Longford & Bartosova [Longford & Bartosova (2014)]

Longford & Bartosova (2014) proposed to merge those two components maximizing the probability of classifying an observation to component \(I_a\) given that the observation is generated by either \(I_a\) or \(I_b\). To aproximate such probability a simulated sample \(X^*\) of finite mixture with components \(\mathcal{I}_s = \{I_1, \dots, I_s\}\). Using the posterior probabilities \(\mathcal{T}_{\mathcal{I}_s}^*\) of this simulated sample their approach is equivalent to the score \(S_{\omega, \lambda}( \mathcal{T}_{\mathcal{I}_s}, I_a, I_b)\) using

  • \({\color{blue}{\omega(\tau_{i \mathcal{I}_s}, I_a, I_b)}} = 1\) and \({\color{red}{\lambda(\tau_{i \mathcal{I}_s}, I_a, I_b)}} = \frac{\tau_{i I_{b}}}{\tau_{i I_{a}} + \tau_{i I_{b}}}\)
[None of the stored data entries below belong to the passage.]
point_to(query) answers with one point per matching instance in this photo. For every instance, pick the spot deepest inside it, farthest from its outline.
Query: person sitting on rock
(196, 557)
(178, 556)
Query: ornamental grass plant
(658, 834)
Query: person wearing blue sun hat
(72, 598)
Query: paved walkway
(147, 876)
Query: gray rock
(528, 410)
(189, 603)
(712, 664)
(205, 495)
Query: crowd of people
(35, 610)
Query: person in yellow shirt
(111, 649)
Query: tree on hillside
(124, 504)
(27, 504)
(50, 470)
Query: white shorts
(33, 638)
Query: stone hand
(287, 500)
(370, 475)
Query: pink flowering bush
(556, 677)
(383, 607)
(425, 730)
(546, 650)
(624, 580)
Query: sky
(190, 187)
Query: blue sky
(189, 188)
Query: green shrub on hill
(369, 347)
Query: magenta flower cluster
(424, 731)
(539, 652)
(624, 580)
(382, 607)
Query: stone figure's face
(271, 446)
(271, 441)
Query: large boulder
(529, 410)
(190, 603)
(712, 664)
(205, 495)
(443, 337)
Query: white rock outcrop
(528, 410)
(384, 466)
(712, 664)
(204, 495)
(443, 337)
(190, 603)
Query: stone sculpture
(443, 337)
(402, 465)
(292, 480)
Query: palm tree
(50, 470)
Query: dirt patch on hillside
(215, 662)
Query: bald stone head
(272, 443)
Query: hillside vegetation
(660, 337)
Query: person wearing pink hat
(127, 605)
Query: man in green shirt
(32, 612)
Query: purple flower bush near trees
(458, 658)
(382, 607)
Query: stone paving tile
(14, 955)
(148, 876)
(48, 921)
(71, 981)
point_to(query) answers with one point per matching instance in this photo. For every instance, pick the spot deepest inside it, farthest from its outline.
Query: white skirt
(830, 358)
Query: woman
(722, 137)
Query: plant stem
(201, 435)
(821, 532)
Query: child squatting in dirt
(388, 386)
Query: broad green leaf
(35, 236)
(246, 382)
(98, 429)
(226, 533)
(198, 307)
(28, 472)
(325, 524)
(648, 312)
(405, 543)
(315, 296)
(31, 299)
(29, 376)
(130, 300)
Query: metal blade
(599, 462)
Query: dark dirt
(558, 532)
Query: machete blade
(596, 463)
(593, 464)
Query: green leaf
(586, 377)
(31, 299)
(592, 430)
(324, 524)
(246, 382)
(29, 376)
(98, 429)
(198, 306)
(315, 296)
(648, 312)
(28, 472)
New aproaches using the generic merging score

Each previous methods have considerd different functions \({\color{red}{\lambda(\tau_{i \mathcal{I}_s}, I_a, I_b)}}\);

we use the labels demp, entr and demp.mod to refenciate each function respectively. Moreover, for the previous three methods we have seen two different possible definitions of \({\color{blue}{\omega(\tau_{i \mathcal{I}_s}, I_a, I_b)}}\)
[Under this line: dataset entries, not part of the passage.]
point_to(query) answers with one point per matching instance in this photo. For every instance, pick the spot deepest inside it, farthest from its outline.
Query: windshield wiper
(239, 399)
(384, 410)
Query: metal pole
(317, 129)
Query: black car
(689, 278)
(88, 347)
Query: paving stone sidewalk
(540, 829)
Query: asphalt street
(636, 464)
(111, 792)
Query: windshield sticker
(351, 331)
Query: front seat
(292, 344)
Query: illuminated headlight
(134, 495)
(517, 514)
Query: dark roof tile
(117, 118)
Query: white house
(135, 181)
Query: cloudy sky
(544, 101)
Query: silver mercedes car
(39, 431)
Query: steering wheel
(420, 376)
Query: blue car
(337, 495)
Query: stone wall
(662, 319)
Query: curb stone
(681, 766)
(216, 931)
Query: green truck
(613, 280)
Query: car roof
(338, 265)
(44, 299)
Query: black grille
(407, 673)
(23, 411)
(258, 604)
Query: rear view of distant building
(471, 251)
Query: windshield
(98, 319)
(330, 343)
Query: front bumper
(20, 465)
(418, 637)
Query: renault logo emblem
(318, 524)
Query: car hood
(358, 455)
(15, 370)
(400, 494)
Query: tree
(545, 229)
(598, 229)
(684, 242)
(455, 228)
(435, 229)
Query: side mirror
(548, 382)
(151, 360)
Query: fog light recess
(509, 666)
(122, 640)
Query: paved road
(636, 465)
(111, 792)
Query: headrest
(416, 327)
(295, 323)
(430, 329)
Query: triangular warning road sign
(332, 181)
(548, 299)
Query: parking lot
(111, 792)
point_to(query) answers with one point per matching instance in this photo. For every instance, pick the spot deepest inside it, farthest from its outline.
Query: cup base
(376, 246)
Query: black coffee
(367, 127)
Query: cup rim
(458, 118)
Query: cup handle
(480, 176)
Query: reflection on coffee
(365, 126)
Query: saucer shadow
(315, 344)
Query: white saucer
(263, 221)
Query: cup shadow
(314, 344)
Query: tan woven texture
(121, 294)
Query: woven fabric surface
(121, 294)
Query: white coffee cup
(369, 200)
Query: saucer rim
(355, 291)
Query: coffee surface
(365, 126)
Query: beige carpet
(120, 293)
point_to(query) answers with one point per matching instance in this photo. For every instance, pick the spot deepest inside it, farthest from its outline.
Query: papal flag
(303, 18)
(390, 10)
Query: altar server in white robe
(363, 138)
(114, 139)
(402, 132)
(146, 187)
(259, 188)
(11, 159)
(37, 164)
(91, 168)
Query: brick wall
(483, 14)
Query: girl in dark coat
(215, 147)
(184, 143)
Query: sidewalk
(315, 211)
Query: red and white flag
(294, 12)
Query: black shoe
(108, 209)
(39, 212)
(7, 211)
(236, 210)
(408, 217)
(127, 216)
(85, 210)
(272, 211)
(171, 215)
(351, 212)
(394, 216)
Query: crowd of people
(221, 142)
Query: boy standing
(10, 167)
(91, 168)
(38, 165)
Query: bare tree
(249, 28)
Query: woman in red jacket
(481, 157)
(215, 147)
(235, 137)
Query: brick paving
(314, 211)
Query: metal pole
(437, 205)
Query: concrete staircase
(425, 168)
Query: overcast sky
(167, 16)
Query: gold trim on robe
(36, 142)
we refer to them as prop and cnst. Doing so, we are be able to refer to each method using the label for function \({\color{red}{\lambda(\tau_{i \mathcal{I}_s}, I_a, I_b)}}\) followed by the label refering to function \({\color{blue}{\omega(\tau_{i \mathcal{I}_s}, I_a, I_b)}}\). For example,

Using this labeling, we can define three new approaches corresponding to the labelings prop-entr, prop-demp.mod and cnst-demp.

Lambda.Omega cnst prop
demp cnst-demp Hennig (2010)
demp.mod Longford & Bartosova (2014) prop-demp.mod
entr Baudry et al. (2010) prop-entr

Using the indicator variable as a weighting function

In previous approaches we have used either \({\color{blue}{\omega(\tau_{i \mathcal{I}_s}, I_a, I_b)}} = 1\) (cnst) or \({\color{blue}{\omega(\tau_{i \mathcal{I}_s}, I_a, I_b)}} = \tau_{i I_{b}}\) (prop). In the first each observation is ponderated equally, in the second approach each observation is ponderated according to the posterior probability to belong to \(I_a\). A more extrem weighting can be introduced considering only those observations having the posterior of being classified to \(I_a\) maximum, that is \({\color{blue}{\omega(\tau_{i \mathcal{I}_s}, I_a, I_b)}} = 1{\hskip -2.4 pt}\hbox{I} \left( \forall j\; \tau_{i I_{a}} \geq \tau_{iI_j} \right)\). We refer to this weighing by dich. This new weighting allow us to introduce three new approaches.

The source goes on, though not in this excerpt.